When I was diagnosed with cancer, my friend (who is also a cancer survivor) texted those words to me. I cherished this text. He said exactly what I needed to hear. It made me wonder if I’d said “the right” thing to him when he went through treatment. All I remember is offering him a bed to sleep on after surgery (he took it), ginger tea, and some homemade cookies. Other than that, I think I was completely at a loss for what to say.
When someone close to you tells you that they are diagnosed with something terrible, it’s easy to go into panic mode where you tell them how horrible you feel for them. The truth is, there is no one right thing to say to anyone and even when people said insensitive things to me, I didn’t get angry. (Like I said above, I’d been on the other side, not knowing what to say.) But at times, it made an already difficult time even more stressful.

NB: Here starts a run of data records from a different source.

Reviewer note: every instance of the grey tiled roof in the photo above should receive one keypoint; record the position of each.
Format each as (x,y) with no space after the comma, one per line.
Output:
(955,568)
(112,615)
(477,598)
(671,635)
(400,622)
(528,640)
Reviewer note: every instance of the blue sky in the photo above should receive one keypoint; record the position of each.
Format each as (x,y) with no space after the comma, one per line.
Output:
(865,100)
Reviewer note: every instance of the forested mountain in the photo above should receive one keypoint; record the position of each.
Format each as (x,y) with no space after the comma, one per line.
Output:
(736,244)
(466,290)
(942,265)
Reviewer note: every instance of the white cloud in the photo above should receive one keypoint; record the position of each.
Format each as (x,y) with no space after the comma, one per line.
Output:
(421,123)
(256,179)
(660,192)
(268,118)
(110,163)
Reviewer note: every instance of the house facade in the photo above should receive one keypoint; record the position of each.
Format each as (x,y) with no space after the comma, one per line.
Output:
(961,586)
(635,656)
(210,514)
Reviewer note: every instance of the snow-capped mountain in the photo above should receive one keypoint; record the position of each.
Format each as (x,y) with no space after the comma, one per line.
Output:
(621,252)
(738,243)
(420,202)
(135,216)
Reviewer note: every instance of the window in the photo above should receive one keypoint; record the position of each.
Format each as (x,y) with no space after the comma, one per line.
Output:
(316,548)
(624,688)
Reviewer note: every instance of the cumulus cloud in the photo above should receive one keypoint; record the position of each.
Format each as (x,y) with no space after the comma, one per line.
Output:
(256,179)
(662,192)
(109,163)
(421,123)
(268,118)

So, I thought I’d share four of my favorite resources for communicating with and supporting a loved one who has cancer.
1. When someone is going through a rough patch – any kind of rough patch – the best thing you can do for them is to pause, stay calm, and listen. This is where your mindfulness practice comes into play. Instead of going with your gut reaction – which may be to scream “No!!!!” or otherwise react dramatically — do your best to hold the space and be supportive. I realize that “hold the space” may sound a little woo-woo. What I mean is, keep your energy and facial expressions even while they talk to you. Create a safe, supportive environment for them to share (or not share) exactly what they can handle in that moment.
And remember this: It’s not their job to take care of you and your emotions right now. It’s your job to simply be there for them. This video is THE BEST for giving you encouragement along these lines. My favorite line is, “If you come across cancer, let it transform you into your most positive self.”

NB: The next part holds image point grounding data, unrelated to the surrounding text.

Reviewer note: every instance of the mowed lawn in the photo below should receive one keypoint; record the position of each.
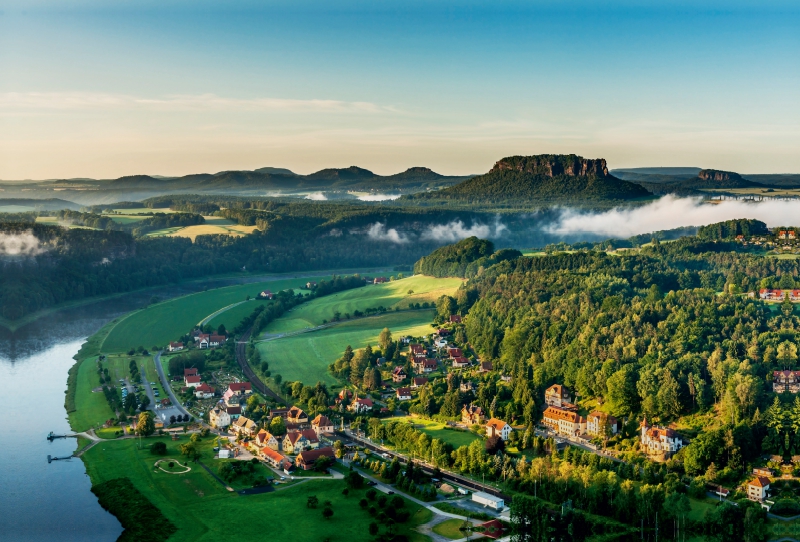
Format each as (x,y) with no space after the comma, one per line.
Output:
(203,510)
(168,321)
(306,356)
(389,295)
(436,430)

2. If you need to talk through your own fears, sadness, and terror, that’s OK. Just don’t do it with the person who has cancer. And don’t do it with their husband. Or mother. Or sister. Do it with someone who is further away from the patient than you — this is what’s called the Ring Theory or Comfort In, Dump Out. I learned about it from this article that ran in the LA Times: How Not to Say the Wrong Thing
3. It’s important to know that everyone’s diagnosis and case is different. Even within breast cancer, there are many different types and classifications. It’s easy to slip right into, “Oh, my neighbor died of that cancer in three months.” But, doctors and scientists are making great strides with certain types of cancer. This article from the Wall Street Journal about “super survivors” chronicles patients who outlived the odds because of a new treatment that harnesses the immune system to fight the cancer: How the Promise of Immunotherapy is Transforming Oncology
4. And this last one is a link to Emily McDowell’s brilliant, funny line of cards. If you’ve found yourself hiding out from your friend and don’t want your first words to be face-to-face, you can send him or her one of these cards, designed and created by a cancer survivor. My personal favorite: “Please let me be the first to punch the next person who tells you everything happens for a reason.”
So, there you have it. These links have helped me immensely and I still look at them from time to time. I hope they’ve helped you, too. And if you’ve got an uplifting cancer-related link to share, please do so in the comments!